Journal Annu Int Conf IEEE Eng Med Biol Soc

Specialty Biomedical Engineering

Date 2018 Nov 17

PMID 30440885

Citations 19

Authors

Kai-Yuan Chen

Tara Srinivasan

Christopher Lin

Kuei-Ling Tung

Ziyang Gao

David S Hsu

Steven M Lipkin

Xiling Shen

Affiliations

Soon will be listed here.

Abstract

Organoids are three-dimensional cell cultures that mimic organ functions and structures. The organoid model has been developed as a versatile in vitro platform for stem cell biology and diseases modeling. Tumor organoids are shown to share ~ 90% of genetic mutations with biopsies from same patients. However, it's not clear whether tumor organoids recapitulate the cellular heterogeneity observed in patient tumors. Here, we used single-cell RNA-Seq to investigate the transcriptomics of tumor organoids derived from human colorectal tumors, and applied machine learning methods to unbiasedly cluster subtypes in tumor organoids.
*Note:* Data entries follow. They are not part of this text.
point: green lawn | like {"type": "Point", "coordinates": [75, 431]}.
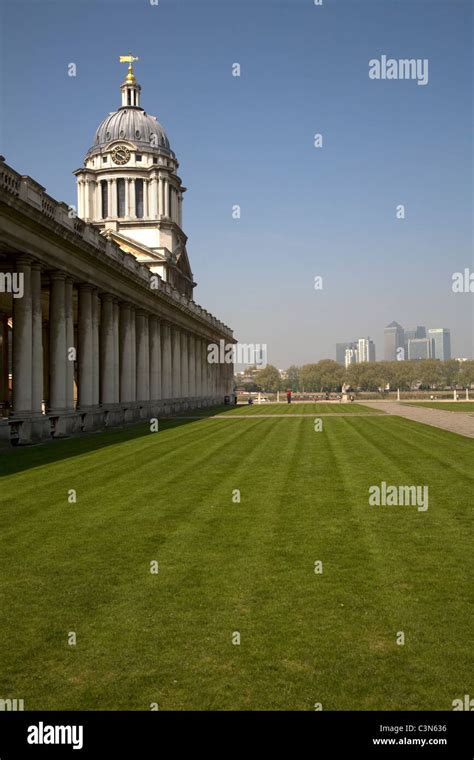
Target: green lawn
{"type": "Point", "coordinates": [247, 567]}
{"type": "Point", "coordinates": [295, 408]}
{"type": "Point", "coordinates": [448, 406]}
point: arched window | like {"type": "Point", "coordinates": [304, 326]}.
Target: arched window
{"type": "Point", "coordinates": [139, 198]}
{"type": "Point", "coordinates": [120, 197]}
{"type": "Point", "coordinates": [105, 199]}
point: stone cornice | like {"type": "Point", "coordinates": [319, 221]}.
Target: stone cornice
{"type": "Point", "coordinates": [31, 209]}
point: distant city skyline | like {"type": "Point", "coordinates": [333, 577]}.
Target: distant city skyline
{"type": "Point", "coordinates": [417, 342]}
{"type": "Point", "coordinates": [306, 211]}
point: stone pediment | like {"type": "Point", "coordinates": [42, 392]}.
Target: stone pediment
{"type": "Point", "coordinates": [142, 252]}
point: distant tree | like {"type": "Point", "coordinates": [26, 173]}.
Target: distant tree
{"type": "Point", "coordinates": [430, 372]}
{"type": "Point", "coordinates": [450, 372]}
{"type": "Point", "coordinates": [331, 375]}
{"type": "Point", "coordinates": [309, 377]}
{"type": "Point", "coordinates": [269, 379]}
{"type": "Point", "coordinates": [292, 378]}
{"type": "Point", "coordinates": [466, 373]}
{"type": "Point", "coordinates": [404, 374]}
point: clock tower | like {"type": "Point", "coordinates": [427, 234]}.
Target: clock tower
{"type": "Point", "coordinates": [129, 187]}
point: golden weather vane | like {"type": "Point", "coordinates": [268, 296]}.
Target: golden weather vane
{"type": "Point", "coordinates": [129, 59]}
Computational analysis reveals cancer heterogeneity sustained in tumor organoids, and the subtypes in organoids displayed high diversity. Furthermore, we treated the tumor organoids with a first-line cancer drug, Oxaliplatin, and investigated drug response in single-cell scale. Diversity of tumor cell populations in organoids were significantly perturbed by drug treatment. Single-cell analysis detected the depletion of chemosensitive subgroups and emergence of new drug tolerant subgroups after drug treatment. Our study suggests that the organoid model is capable of recapitulating clinical heterogeneity and its evolution in response to chemotherapy.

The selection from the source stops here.